Biopsy of the biceps brachii muscle showed patchy mononuclear cell infiltrates and granuloma formation in muscle fascicles (figure 1A). In the granulomas, CD11c+ M1 and CD163+ M2 macrophages were abundant (figure e-1, links.lww.com/NXI/A46), and CD11c+ M1 macrophages frequently invaded non-necrotic fibers and formed granulomatous collection inside the basal lamina of muscle fibers (figure 1, B–D). CD8+ T cells invading non-necrotic fibers were also observed (figure 1E). PD-1+ cells were scattered in granulomas (figure 1F), and programmed death-ligand 1 (PD-L1) was upregulated on the non-necrotic fibers around granulomas (figure 1G). Electron microscopy confirmed the macrophage invasion of non-necrotic fibers (figure e-2, links.lww.com/NXI/A46). Nivolumab was discontinued, and oral prednisolone 50 mg was started. Her symptoms improved dramatically with complete resolution, and prednisolone was tapered off within 3 weeks. During 20 months of follow-up, she showed no neurologic recurrence and received conventional chemotherapy.
(A–G) Case 1. (A) Hematoxylin and eosin (H&E) staining showing granulomas in endomysium. (B–D) Serial sections of a high-power view of the square area in (A) with (B) H&E staining and immunohistochemical analysis of (C) CD11 and (D) collagen IV CD11c+ M1 macrophages invading non-necrotic muscle fibers and forming granulomatous collection inside collagen IV-positive basal lamina. (E) CD8+ T cells infiltrating endomysium and invading non-necrotic fiber (arrows). (F) Scattered PD-1+ cells in granuloma and (G) PD-L1 overexpression on granuloma cells and non-necrotic fibers surrounding granuloma. (H–L) Case 2. (H) H&E staining of endomysial granuloma with multinucleated giant cell (arrow).
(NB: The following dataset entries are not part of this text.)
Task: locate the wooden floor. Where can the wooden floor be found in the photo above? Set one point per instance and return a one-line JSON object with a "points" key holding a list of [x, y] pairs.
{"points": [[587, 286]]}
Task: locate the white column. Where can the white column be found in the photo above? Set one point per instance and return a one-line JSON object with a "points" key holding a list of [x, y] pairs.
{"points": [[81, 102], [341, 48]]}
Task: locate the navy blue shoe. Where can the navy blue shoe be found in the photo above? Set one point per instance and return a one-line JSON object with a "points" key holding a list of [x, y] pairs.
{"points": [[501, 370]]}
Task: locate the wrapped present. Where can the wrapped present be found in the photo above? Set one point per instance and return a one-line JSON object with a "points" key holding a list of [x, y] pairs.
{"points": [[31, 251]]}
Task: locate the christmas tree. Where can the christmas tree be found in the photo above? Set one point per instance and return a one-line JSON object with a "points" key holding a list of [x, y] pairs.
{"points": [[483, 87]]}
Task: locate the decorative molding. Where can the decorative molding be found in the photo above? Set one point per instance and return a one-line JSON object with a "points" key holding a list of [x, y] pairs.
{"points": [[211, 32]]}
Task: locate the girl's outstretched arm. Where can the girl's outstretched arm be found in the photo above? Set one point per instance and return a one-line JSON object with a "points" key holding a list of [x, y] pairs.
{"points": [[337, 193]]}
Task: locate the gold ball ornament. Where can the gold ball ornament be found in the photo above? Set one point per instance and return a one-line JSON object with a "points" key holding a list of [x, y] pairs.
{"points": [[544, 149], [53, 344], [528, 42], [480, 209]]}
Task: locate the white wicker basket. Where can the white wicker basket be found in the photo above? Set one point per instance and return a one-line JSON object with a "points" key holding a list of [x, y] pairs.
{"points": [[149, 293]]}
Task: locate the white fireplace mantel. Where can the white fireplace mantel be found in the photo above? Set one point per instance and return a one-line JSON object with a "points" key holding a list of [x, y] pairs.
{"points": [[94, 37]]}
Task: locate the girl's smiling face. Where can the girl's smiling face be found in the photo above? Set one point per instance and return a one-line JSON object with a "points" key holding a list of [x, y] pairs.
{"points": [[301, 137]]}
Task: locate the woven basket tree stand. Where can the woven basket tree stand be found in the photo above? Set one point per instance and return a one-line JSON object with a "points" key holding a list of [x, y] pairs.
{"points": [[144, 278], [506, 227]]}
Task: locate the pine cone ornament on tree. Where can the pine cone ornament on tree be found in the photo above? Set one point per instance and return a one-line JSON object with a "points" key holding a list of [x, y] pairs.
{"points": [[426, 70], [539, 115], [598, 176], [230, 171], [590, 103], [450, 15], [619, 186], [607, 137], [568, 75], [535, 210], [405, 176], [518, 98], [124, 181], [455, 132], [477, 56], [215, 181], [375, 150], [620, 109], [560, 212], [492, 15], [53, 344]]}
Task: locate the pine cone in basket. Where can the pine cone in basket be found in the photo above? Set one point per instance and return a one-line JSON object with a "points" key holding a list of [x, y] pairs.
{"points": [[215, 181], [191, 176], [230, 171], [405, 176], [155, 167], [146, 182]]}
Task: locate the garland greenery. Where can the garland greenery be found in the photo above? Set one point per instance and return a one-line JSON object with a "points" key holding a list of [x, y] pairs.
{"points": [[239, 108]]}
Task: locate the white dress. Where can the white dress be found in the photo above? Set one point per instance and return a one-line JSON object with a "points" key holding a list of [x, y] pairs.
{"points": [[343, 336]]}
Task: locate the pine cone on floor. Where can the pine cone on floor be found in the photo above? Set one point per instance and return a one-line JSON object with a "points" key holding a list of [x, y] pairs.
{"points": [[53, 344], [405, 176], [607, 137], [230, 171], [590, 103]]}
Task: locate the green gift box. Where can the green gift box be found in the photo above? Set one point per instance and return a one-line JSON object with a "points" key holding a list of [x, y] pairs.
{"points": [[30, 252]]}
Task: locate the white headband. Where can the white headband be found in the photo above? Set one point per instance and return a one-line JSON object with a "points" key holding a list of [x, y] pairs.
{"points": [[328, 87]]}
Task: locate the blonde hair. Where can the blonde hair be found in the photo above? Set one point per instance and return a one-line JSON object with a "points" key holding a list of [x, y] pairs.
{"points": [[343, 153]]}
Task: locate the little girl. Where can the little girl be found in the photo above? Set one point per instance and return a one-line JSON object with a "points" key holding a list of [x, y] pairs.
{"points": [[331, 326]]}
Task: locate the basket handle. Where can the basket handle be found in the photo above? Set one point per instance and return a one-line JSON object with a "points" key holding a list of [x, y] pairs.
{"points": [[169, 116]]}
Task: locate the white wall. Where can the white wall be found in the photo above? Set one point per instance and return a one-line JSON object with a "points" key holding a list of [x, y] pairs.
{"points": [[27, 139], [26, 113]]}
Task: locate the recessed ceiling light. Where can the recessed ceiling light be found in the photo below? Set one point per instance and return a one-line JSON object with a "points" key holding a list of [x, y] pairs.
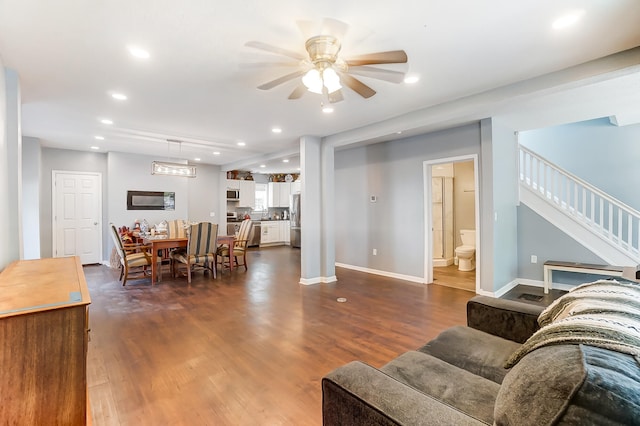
{"points": [[138, 52], [567, 20]]}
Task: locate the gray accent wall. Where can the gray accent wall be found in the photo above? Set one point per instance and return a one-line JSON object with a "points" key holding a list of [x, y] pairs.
{"points": [[393, 173], [504, 203], [538, 237], [601, 153]]}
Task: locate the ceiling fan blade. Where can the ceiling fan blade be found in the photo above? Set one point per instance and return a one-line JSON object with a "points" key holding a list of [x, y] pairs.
{"points": [[278, 81], [390, 57], [335, 96], [274, 49], [251, 65], [379, 73], [298, 92], [357, 86]]}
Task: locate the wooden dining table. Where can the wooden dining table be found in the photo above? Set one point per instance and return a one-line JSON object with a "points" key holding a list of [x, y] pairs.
{"points": [[162, 242]]}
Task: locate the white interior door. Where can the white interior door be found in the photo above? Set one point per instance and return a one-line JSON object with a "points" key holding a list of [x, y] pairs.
{"points": [[77, 212]]}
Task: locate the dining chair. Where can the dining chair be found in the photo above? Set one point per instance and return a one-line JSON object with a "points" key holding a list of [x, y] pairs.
{"points": [[134, 258], [239, 246], [200, 251], [176, 229]]}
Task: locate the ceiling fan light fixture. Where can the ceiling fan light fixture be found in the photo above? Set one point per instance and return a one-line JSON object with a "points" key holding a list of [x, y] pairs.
{"points": [[315, 80], [331, 80]]}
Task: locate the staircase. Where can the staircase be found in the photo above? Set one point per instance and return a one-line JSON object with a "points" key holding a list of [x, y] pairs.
{"points": [[602, 224]]}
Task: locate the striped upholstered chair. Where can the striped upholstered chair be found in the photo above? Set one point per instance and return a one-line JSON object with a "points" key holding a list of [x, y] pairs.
{"points": [[176, 229], [135, 260], [239, 246], [200, 252]]}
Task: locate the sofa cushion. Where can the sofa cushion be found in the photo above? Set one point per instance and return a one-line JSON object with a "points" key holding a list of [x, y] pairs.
{"points": [[570, 384], [473, 350], [467, 392], [604, 313]]}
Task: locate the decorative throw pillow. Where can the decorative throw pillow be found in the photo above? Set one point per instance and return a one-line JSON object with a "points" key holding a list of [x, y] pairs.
{"points": [[604, 314]]}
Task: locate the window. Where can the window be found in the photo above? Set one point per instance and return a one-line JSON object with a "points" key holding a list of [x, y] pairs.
{"points": [[261, 197]]}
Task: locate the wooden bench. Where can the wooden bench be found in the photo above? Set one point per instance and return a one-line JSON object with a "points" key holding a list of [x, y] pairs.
{"points": [[585, 268]]}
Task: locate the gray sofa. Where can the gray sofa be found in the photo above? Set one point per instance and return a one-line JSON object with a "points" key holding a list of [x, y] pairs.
{"points": [[459, 378]]}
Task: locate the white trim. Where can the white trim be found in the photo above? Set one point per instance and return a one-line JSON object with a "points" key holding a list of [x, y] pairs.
{"points": [[503, 290], [54, 174], [419, 280], [318, 280], [538, 283], [428, 235]]}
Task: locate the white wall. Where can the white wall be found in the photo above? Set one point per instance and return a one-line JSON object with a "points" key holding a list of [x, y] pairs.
{"points": [[31, 168], [204, 195], [68, 160], [6, 254]]}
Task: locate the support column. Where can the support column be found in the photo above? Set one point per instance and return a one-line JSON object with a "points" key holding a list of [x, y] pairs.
{"points": [[317, 255]]}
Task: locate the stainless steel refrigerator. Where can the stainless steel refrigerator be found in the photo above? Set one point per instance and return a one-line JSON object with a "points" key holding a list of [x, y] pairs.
{"points": [[294, 218]]}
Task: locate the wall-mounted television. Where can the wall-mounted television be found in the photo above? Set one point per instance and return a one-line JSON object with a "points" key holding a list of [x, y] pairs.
{"points": [[151, 200]]}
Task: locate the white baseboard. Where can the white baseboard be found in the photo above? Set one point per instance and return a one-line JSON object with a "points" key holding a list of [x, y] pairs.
{"points": [[419, 280], [442, 262]]}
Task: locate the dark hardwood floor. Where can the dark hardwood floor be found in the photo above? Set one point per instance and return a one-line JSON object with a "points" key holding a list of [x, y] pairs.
{"points": [[248, 348]]}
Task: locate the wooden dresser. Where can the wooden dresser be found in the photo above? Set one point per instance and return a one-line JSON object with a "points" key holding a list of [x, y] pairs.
{"points": [[44, 337]]}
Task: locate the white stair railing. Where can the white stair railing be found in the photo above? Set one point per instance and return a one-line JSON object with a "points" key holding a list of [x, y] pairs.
{"points": [[605, 216]]}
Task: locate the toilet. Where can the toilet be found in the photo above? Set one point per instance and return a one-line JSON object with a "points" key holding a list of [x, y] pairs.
{"points": [[467, 251]]}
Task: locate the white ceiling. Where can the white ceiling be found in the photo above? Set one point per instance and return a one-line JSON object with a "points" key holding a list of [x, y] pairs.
{"points": [[198, 85]]}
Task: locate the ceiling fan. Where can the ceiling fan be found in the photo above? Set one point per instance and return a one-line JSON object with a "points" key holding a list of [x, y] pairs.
{"points": [[325, 73]]}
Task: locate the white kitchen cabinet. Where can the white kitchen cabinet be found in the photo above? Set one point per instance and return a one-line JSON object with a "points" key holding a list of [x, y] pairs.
{"points": [[247, 193], [285, 192], [274, 195], [285, 232]]}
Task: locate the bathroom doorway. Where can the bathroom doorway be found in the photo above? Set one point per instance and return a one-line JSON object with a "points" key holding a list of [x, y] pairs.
{"points": [[451, 208]]}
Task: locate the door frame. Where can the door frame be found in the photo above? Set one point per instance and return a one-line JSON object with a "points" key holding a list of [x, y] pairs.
{"points": [[428, 213], [54, 174]]}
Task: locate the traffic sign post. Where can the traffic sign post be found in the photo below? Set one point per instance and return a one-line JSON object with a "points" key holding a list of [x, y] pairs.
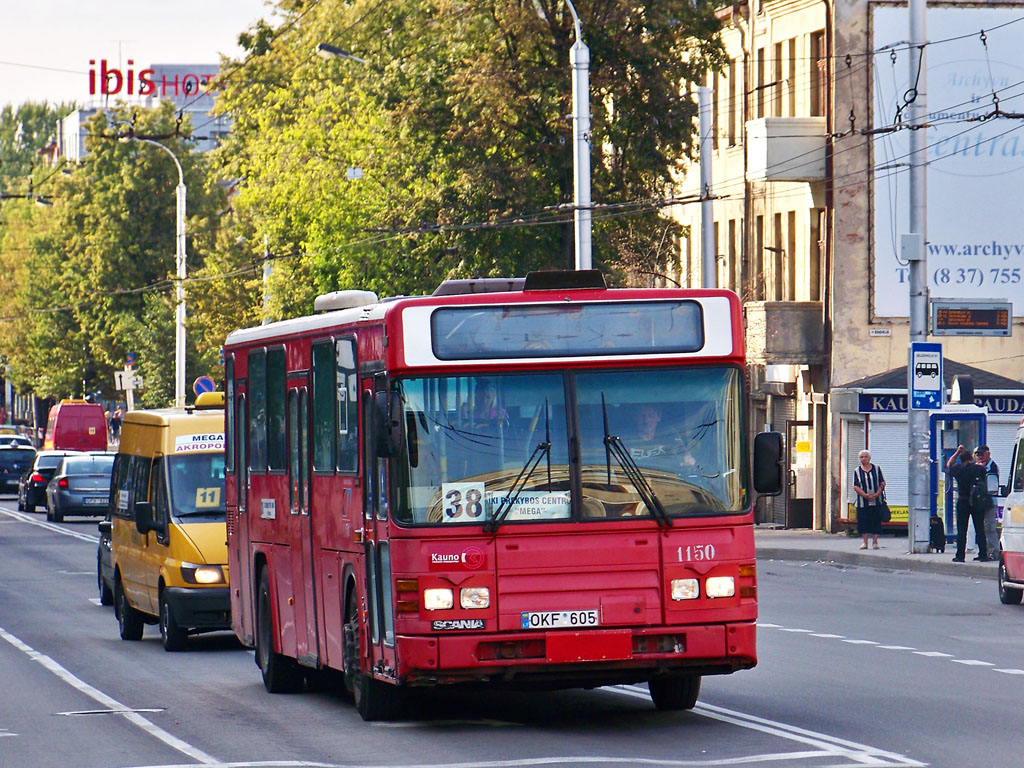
{"points": [[203, 384], [926, 376]]}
Serial sections with (I) H&E staining and (J) immunohistochemical analysis of CD11 showing CD11c+ macrophages attacking non-necrotic fiber. Serial sections immunostained for (K) CD11c and (L) CD163 showing macrophages forming granulomatous collection within muscle fibers consisting of CD11c+ M1 and CD163+ M2 macrophages (arrows). Bars: 50 μm for A, E, F, G, H, K, and L, and 10 μm for B, C, D, I, and J. PD-1 = programmed death-1; PD-L1 = programmed death-ligand 1.
Case 2
A 70-year-old man who received pembrolizumab (anti–PD-1 Ab) and axitinib (tyrosine kinase inhibitor) for treatment of renal cell carcinoma developed left ptosis, diplopia, and weakness with myalgia in his neck and left shoulder (MRC grade 4) without bulbar, respiratory, or cardiac symptoms 2 days after the second cycle of pembrolizumab. He showed no fluctuation of symptoms or fatigability. Laboratory test results showed an elevated serum CK level of 1,832 IU/L, positivity for anti-AChR Ab (0.8 nmol/L), and negativity for MSAs. Anti–striated muscle Abs were not measured. EMG of the right arm and repetitive nerve stimulation (RNS) in the left deltoid muscle showed no abnormalities. Electrocardiography and chest CT findings were normal.
Biopsy of the left deltoid muscle showed mononuclear cell infiltration and giant-cell granulomas (figure 1H). CD11c+ M1 macrophages frequently invaded non-necrotic fibers (figure 1, I and J). Small granulomas replacing muscle fibers always contained both CD11c+ M1 and CD163+ M2 macrophages (figure 1, K and L). Pembrolizumab was discontinued and IV immunoglobulin, oral prednisolone 30 mg, and pyridostigmine were started. His symptoms improved markedly with normalization of serum CK within 1 month. Prednisolone was tapered to 7.5 mg over the next 5 months. During 6 months of follow-up, he showed no neurologic or oncological recurrence.
Discussion
In this study, we reported cases of granulomatous myositis as an irAE. Although patients with necrotizing myopathy with a fatal outcome were reported previously,2 our 2 patients showed a favorable outcome of immunosuppressive therapy.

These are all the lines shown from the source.